Of those of you who say you don't like gin...do you like vodka? Gin is pretty much just vodka (neutral spirits) with some other flavorings added. Now, yes, the main one is juniper, which is an evergreen plant. But if all you've ever had is cheap, rail gin in a G&T or gin martini, you're really missing out.
This summer, on a sultry evening, those of you who think you don't like gin, try something for me. Ask your friendly neighborhood bartender if they've got Hendrick's, or Beefeater Wet, or Citadelle, or Tanqueray Rangpur, or Rehorst (if you live in the midwest, like me) behind the bar. If they do, ask them if they'll make you a gin and tonic with a lime twist using one of those. Then go to somewhere quiet, out on the patio if they have one, or away from speakers blaring what passes for music in some of these establishments, and sit down and take a sip.

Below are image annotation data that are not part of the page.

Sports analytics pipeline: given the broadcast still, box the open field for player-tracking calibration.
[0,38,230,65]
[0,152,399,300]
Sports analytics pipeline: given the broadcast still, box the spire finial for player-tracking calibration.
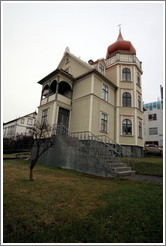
[118,24,121,33]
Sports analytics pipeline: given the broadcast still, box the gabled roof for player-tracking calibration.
[58,47,92,69]
[3,111,37,125]
[37,68,73,85]
[75,68,118,89]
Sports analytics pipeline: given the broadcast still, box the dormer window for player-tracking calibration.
[137,73,141,86]
[65,67,70,73]
[65,56,70,64]
[99,63,104,74]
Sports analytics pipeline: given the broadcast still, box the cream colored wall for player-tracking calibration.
[105,66,117,85]
[93,76,115,105]
[61,57,90,77]
[37,102,53,125]
[70,96,90,132]
[92,96,115,140]
[73,76,91,100]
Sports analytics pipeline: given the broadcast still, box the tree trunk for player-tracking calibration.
[30,169,33,181]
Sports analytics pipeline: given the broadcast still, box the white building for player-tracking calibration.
[3,112,37,138]
[143,100,163,147]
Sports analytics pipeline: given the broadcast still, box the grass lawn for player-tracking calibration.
[3,160,163,243]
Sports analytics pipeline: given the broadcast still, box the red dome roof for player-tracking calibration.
[106,31,136,59]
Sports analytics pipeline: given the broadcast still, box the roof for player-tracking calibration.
[37,68,73,85]
[106,30,136,59]
[3,111,37,125]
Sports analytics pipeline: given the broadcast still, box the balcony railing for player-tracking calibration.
[106,53,142,70]
[41,94,71,105]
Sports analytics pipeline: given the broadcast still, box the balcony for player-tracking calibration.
[106,53,142,71]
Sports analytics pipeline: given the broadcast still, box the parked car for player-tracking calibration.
[145,144,163,155]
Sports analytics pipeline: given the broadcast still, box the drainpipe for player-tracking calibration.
[55,75,60,100]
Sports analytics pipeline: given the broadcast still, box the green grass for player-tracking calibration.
[3,160,163,243]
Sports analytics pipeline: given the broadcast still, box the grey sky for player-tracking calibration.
[1,1,165,122]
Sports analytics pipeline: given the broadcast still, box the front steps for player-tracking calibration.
[63,136,135,177]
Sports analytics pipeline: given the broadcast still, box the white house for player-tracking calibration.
[143,100,163,147]
[3,112,37,138]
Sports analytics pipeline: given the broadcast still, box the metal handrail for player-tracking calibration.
[97,135,136,158]
[53,124,135,169]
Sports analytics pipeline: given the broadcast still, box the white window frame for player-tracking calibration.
[27,118,33,126]
[102,83,109,102]
[98,62,105,75]
[41,108,48,125]
[100,112,109,133]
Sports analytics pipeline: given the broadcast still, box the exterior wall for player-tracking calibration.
[70,96,90,132]
[3,113,36,138]
[73,76,91,101]
[92,96,115,141]
[61,55,90,77]
[144,104,163,146]
[105,66,118,85]
[106,54,144,148]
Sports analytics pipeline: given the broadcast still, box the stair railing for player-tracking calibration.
[53,124,136,169]
[97,135,136,170]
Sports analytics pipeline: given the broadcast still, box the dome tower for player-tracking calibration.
[106,29,136,59]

If you have Hendricks, you'll get rose and cucumber dancing around your mouth. If it's Beefeater Wet, it'll be a subtle pear flavor. Citadelle will give you a mouthful of spice (including nutmeg, violets, and grains of Paradise), Tanqueray Rangpur brings a great zip of lime, and Rehorst has ginseng and sweet basil to offer, both very unusual ingredients in gin. Yes, all of them have juniper, but it's those other botanicals that the distillers add that makes or breaks a gin. And those botanicals, whether you can taste them individually or just get a fantastic amalgam of them competing for your attention, are going to make every gin a little different, a little more interesting or more unusual than the last one you tried, and may, perhaps, convince you that gin is not the alcohol equivalent of Pine-Sol, but can be, in the right hands, a really remarkable ingredient.
2 1/4 oz gin
3/4 oz lemon juice
3/4 oz orange juice (I used blood orange, again)
1/4 oz grenadine
dash of orange bitters
Shake 'em all together with crushed ice, pour out into a DOF glass, and add a drop or two of Angostura bitters on top.

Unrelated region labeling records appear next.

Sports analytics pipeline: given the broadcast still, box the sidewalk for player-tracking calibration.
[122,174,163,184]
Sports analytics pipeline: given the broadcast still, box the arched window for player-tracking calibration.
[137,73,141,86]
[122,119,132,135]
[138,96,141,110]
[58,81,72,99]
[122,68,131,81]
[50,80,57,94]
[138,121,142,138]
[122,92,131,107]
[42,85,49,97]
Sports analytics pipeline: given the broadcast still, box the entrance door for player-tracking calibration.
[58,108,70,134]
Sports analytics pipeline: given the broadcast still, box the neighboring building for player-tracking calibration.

This one works. The citrus and gin play well together, as expected, the orange bitters and the gin botanicals complement each other, the spiciness of the Angostura bitters is a nice touch, and the grenadine (I used homemade, natch...I'll post that recipe someday, as well, I promise) gives it a little sweetness to temper the tartness from the citrus juice.
All in all, I'm really pleased with this one, which I guess is just another Orange Blossom/Gin n' Juice variant. But it's not ordinary, and it has, like so many of the alchemical drinks that I draw inspiration from, managed to become more than the sum of its parts.
And I promise I will try to get some different kinds of spirits besides just gin and bourbon. As soon as I get some money and/or they go on sale.